An efficient algorithm to calculate the integer square root (isqrt) of arbitrarily large integers

Notice
For a solution in Erlang or C / C++, go to Trial 4 below.
Wikipedia Articles
Integer square root
The definition of "integer square root" could be found here
Methods of computing square roots
An algorithm that does "bit magic" could be found here
[ Trial 1 : Using Library Function ]
Code
isqrt(N) when erlang:is_integer(N), N >= 0 ->
erlang:trunc(math:sqrt(N)).
Problem
This implementation uses the sqrt() function from the C library, so it does not work with arbitrarily large integers (Note that the returned result does not match the input. The correct answer should be 12345678901234567890):
Erlang R16B03 (erts-5.10.4) [source] [64-bit] [smp:8:8] [async-threads:10] [hipe] [kernel-poll:false]

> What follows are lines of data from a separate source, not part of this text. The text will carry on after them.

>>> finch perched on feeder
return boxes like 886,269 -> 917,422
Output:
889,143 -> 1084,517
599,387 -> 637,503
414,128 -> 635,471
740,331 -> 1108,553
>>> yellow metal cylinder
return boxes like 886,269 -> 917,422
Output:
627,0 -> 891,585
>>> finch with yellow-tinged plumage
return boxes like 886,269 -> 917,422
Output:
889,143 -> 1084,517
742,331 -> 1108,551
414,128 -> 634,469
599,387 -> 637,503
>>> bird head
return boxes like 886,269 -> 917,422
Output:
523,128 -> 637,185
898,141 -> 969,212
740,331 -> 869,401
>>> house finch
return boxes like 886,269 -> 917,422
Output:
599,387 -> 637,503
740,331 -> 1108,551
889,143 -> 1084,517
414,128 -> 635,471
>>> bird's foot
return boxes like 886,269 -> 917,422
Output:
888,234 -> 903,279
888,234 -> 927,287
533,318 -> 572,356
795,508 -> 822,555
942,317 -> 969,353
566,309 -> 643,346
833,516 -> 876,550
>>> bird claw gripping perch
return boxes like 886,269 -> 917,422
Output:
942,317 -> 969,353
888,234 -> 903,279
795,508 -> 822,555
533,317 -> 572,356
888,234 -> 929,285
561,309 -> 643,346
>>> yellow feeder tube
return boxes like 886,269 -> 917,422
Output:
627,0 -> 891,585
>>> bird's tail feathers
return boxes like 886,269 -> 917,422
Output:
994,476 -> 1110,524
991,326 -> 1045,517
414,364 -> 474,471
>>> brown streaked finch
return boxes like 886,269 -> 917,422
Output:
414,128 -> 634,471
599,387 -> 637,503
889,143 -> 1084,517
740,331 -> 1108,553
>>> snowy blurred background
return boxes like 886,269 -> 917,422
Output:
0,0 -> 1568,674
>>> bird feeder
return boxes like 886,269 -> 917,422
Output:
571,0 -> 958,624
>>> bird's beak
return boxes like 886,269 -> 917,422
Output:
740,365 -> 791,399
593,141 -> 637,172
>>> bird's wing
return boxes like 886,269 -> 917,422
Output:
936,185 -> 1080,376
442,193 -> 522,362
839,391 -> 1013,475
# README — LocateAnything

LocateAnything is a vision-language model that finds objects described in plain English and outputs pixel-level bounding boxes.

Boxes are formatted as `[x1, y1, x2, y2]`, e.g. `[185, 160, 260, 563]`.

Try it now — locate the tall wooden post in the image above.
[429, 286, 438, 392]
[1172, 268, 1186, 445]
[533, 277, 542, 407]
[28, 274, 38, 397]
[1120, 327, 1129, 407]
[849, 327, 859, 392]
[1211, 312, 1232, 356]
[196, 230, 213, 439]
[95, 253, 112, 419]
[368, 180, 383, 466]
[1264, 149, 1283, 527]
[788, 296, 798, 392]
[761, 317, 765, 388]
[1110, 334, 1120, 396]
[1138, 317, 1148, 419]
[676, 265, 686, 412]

Eshell V5.10.4 (abort with ^G)
1> erlang:trunc(math:sqrt(12345678901234567890 * 12345678901234567890)).
12345678901234567168
2>
[ Trial 2 : Using Bigint + Only ]
Code
isqrt2(N) when erlang:is_integer(N), N >= 0 ->
isqrt2(N, 0, 3, 0).
isqrt2(N, I, _, Result) when I >= N ->
Result;
isqrt2(N, I, Times, Result) ->
isqrt2(N, I + Times, Times + 2, Result + 1).
Description
This implementation is based on the following observation:
isqrt(0) = 0 # <--- One 0
isqrt(1) = 1 # <-+
isqrt(2) = 1 # |- Three 1's
isqrt(3) = 1 # <-+
isqrt(4) = 2 # <-+
isqrt(5) = 2 # |
isqrt(6) = 2 # |- Five 2's
isqrt(7) = 2 # |
isqrt(8) = 2 # <-+
isqrt(9) = 3 # <-+
isqrt(10) = 3 # |
isqrt(11) = 3 # |
isqrt(12) = 3 # |- Seven 3's
isqrt(13) = 3 # |
isqrt(14) = 3 # |
isqrt(15) = 3 # <-+
isqrt(16) = 4 # <--- Nine 4's
...
Problem
This implementation involves only bigint additions so I expected it to run fast. However, when I fed it with 1111111111111111111111111111111111111111 * 1111111111111111111111111111111111111111, it seems to run forever on my (very fast) machine.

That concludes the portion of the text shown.